そして、DAは安全で平和な国の中の組織である。リコリスの使用火器は、市民の目に触れにくい拳銃が中心であり、クリスベクターの使用は、大規模な正面作戦でない限り認められてはいない。
制約の多い、この国の秘密組織。制約が多くても、武装した敵と正面から戦うことが任務の本部卒リコリス。この制約を打破する手段として、DAが彼女たちに与えた答えは、知恵と経験だった。
知恵、敵の武器の詳細を知っていれば、敵と同等に戦える。敵の武器を知り、己の武器を知れば、百戦殆うからずだ。
経験、敵の武器を使ったことがあれば、敵の武器を奪って戦うことも可能だ。智将は糧三載せず務めて敵に食むのだ。
リコリスの精鋭、本部卒。
本部教育を受けた彼女たちは知っている。世界中の銃火器の使用方法を、構造を、特徴を知っている。
そして風待も知っている。男たちが持つ自動小銃の構造、そして射撃までに必要な手順を知っている。
チェコスロバキアの自動小銃、Vz58P。この銃には、普段AK系列の自動小銃に慣れた連中ならば、一瞬躊躇してしまう部品があることを、風待は知っている。

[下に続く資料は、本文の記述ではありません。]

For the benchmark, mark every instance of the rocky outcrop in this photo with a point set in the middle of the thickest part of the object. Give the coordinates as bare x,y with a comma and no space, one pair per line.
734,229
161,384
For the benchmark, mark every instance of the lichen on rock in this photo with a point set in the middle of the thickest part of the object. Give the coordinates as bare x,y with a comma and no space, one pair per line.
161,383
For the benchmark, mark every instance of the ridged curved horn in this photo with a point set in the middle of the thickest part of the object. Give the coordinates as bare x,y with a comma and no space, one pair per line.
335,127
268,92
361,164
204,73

セレクターレバー。セイフティロックをかけるこの部品が、AKに比べ小さいのだ。
AK小銃のセレクターレバーは、スリットカバーも兼ねているため大きな板状である。それに対しVz58Pのセレクターは、小さなツマミ状の部品である。この銃の初心者、さらに夜間という状況下では、一度視線をセレクターレバーに落としながら、トリガーから指を離して操作しなければならない。
即応性に難のあるセイフティー。この銃を実際に何度も射撃したことのある風待やスギナならば、銃を構えたまま、引き金に掛けた右手人差し指の関節部分を使い、跳ね上げるようにしてセイフティーロックを解除する射撃法を知っている。しかし彼らは、その方法を知らない、そこまで習熟してない。

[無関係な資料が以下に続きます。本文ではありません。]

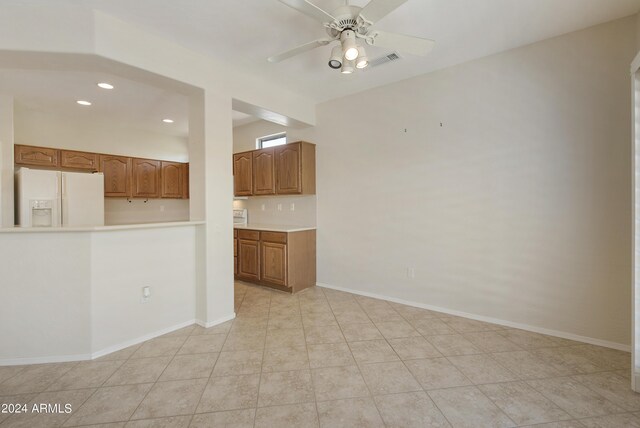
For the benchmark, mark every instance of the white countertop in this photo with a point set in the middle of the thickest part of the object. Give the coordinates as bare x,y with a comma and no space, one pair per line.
274,227
98,228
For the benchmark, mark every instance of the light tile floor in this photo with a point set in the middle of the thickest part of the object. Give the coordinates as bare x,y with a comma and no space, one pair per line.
333,359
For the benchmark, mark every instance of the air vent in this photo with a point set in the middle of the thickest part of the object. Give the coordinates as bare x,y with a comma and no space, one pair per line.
393,56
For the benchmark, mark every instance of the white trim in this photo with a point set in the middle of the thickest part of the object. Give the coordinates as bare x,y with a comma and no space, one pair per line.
215,322
140,339
97,354
556,333
44,360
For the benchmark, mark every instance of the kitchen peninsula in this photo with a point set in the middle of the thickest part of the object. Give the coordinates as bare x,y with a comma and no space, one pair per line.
66,284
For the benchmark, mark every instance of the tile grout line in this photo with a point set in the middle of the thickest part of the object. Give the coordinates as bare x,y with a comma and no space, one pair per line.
306,347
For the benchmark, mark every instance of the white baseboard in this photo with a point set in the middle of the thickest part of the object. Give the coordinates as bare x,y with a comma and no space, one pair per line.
114,348
44,360
215,322
541,330
140,339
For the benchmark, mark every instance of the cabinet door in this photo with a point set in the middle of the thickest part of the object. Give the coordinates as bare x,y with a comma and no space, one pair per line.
36,156
274,263
172,176
145,178
248,260
117,175
242,172
288,169
264,177
79,160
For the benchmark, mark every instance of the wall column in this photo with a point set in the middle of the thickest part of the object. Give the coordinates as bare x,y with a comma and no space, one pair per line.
6,161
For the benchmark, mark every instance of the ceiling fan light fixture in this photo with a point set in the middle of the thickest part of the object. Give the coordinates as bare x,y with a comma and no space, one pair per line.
347,67
335,61
349,47
362,61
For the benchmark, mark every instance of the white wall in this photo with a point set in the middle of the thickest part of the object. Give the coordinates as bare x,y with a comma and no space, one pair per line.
70,295
48,129
122,262
244,136
504,181
264,209
45,297
123,211
6,161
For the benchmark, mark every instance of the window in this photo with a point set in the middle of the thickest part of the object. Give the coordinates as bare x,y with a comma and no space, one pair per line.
271,140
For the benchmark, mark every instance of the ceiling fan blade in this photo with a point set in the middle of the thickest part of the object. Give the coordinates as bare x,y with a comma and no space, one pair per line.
407,44
303,48
309,9
378,9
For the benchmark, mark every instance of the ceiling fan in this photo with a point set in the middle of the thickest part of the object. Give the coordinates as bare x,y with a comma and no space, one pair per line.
350,24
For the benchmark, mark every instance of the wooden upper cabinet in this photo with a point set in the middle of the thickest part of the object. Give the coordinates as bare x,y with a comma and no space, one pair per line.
117,175
36,156
172,178
79,160
264,175
242,174
145,178
296,169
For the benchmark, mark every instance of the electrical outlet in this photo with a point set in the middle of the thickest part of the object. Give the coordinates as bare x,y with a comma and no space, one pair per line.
411,272
146,294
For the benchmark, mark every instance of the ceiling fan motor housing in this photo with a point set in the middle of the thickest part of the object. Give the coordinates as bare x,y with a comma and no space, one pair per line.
346,19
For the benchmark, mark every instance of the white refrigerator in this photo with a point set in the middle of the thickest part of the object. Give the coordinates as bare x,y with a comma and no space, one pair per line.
55,199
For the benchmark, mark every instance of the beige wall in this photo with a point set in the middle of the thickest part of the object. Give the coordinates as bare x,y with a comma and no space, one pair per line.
505,182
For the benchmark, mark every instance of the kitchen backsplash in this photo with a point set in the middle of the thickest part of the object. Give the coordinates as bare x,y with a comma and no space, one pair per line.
281,210
120,211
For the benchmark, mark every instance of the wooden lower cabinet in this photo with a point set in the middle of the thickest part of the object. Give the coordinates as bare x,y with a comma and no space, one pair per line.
273,264
285,261
248,260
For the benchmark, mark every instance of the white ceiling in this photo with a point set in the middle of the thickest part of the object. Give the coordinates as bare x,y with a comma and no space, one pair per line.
130,104
240,119
246,32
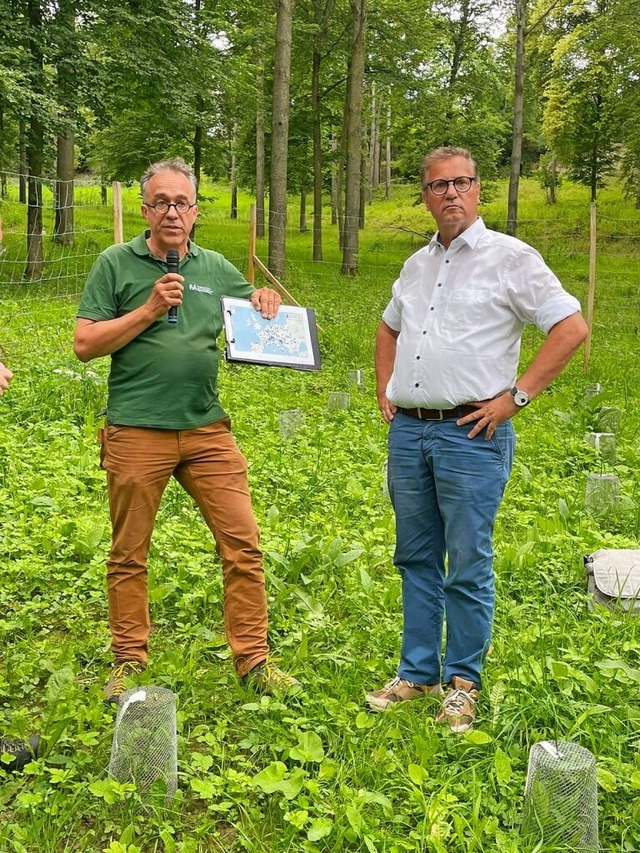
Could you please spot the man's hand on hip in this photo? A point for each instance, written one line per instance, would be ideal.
(387, 408)
(490, 414)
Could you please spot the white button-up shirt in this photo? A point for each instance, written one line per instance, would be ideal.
(460, 313)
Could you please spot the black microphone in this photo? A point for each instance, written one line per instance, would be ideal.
(173, 262)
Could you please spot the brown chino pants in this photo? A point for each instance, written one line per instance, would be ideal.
(209, 466)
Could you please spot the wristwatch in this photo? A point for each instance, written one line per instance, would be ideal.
(520, 397)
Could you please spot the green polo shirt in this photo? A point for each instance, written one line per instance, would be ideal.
(166, 377)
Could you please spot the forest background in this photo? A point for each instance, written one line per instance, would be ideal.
(94, 92)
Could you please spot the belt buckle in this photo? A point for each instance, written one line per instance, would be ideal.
(440, 418)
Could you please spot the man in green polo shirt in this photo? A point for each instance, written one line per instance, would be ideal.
(164, 419)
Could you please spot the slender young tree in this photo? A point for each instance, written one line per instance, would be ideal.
(280, 138)
(353, 137)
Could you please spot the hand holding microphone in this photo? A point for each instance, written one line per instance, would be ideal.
(173, 262)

数に勝るという優位から来る油断もあったのだろう。彼らはプロであるにもかかわらず、上陸時にセイフティーロックを解除していなかった。護衛火器ではなく、ヤクザに見せる商品という先入観があったため、事前の操作確認を怠っていた。作動確認を繰り返すことにより、丁寧に磨かれた銃が汚れるのを恐れていたのだ。

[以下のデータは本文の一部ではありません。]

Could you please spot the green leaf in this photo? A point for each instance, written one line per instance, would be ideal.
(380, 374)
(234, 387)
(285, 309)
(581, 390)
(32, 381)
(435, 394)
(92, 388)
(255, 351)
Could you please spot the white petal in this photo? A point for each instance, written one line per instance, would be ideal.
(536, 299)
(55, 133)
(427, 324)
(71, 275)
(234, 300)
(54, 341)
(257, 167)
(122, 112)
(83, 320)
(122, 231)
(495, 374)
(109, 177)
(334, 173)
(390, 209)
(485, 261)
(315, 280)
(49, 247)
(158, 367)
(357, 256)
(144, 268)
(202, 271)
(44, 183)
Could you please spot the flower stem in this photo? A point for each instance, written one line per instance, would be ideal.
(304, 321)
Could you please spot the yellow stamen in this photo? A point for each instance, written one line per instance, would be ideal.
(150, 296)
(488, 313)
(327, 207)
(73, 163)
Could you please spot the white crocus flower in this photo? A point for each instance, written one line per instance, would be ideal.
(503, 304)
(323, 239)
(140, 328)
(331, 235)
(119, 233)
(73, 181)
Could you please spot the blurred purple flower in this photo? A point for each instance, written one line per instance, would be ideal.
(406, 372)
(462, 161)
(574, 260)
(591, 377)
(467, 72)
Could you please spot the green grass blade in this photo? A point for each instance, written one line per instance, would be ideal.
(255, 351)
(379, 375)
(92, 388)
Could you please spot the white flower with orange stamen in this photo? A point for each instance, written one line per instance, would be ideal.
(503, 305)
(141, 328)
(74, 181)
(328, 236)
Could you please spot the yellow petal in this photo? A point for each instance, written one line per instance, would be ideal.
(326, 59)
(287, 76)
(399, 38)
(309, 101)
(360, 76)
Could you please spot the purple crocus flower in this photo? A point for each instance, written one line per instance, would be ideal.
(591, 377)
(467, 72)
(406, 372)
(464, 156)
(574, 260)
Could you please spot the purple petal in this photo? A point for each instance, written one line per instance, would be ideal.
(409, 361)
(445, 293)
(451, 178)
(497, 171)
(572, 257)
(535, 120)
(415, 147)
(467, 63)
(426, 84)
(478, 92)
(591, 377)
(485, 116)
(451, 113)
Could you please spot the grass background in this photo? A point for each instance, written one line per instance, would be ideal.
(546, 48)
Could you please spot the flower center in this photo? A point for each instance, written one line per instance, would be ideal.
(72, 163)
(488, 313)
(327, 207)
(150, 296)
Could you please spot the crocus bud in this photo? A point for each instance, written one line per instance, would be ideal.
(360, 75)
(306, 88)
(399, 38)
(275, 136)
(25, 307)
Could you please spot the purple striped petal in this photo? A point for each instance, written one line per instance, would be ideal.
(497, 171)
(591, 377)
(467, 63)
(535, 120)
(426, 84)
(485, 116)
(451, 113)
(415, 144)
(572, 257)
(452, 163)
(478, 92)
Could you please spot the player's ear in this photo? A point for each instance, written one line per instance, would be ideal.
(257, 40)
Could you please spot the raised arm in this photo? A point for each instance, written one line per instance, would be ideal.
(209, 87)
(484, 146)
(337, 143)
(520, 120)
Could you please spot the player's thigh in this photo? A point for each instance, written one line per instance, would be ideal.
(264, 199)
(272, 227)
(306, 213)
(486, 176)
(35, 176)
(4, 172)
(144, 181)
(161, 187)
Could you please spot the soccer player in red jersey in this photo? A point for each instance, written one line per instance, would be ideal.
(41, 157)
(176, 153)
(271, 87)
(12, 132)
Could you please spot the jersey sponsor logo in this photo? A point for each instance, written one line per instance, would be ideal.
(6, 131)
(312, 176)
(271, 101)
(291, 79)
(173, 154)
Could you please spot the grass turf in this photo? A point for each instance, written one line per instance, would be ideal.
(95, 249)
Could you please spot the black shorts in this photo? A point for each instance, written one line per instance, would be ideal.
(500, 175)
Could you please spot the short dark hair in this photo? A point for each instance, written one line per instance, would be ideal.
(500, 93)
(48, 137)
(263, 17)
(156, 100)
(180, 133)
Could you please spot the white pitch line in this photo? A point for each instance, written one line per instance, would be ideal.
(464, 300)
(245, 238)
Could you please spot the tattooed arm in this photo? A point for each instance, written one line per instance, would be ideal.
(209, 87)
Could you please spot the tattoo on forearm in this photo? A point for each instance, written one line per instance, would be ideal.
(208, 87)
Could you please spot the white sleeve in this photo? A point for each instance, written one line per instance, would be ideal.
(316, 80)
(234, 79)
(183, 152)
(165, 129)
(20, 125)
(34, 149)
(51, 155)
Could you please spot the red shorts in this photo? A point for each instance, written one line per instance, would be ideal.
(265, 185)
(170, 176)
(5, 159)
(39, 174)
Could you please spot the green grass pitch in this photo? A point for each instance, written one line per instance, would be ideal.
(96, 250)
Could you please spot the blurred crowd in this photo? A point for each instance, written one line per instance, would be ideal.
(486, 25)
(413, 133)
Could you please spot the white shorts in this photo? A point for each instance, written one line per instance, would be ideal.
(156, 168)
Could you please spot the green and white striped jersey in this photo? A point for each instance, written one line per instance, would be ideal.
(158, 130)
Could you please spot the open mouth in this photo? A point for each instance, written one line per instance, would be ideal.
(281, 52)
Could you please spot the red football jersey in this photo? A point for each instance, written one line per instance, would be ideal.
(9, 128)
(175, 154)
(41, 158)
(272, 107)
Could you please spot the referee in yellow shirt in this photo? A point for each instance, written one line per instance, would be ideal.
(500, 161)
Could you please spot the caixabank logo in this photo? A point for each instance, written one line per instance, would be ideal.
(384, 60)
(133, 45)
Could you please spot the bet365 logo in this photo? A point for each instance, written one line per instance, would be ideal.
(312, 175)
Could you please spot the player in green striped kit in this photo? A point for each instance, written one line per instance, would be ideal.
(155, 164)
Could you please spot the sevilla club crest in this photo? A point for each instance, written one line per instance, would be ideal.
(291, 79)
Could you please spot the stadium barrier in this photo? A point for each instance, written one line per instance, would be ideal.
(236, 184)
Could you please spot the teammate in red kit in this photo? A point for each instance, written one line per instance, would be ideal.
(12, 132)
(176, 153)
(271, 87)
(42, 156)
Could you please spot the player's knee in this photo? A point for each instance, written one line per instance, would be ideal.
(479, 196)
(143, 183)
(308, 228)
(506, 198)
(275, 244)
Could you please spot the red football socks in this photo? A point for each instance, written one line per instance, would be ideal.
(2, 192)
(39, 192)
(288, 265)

風待は、全て見抜いていた。彼らの油断を、全て見抜いていた。
ほんのわずかな時間とはいえ、棒立ちになり銃のセイフティーを捻る男たち。風待は、彼らの必死で滑稽な姿を一瞥する。
ただ少しだけ、男たちの立つ位置を見ただけで、風待は彼らの座標をミリ単位で把握する。慣れない銃の操作に意識を集中するあまり、移動も隠蔽も忘れる様な相手は、これ以上視線を向ける必要もない。風待は彼ら8人の姿を特に注視することもなく、片手で銃を構えると、無造作に引き金を引いた。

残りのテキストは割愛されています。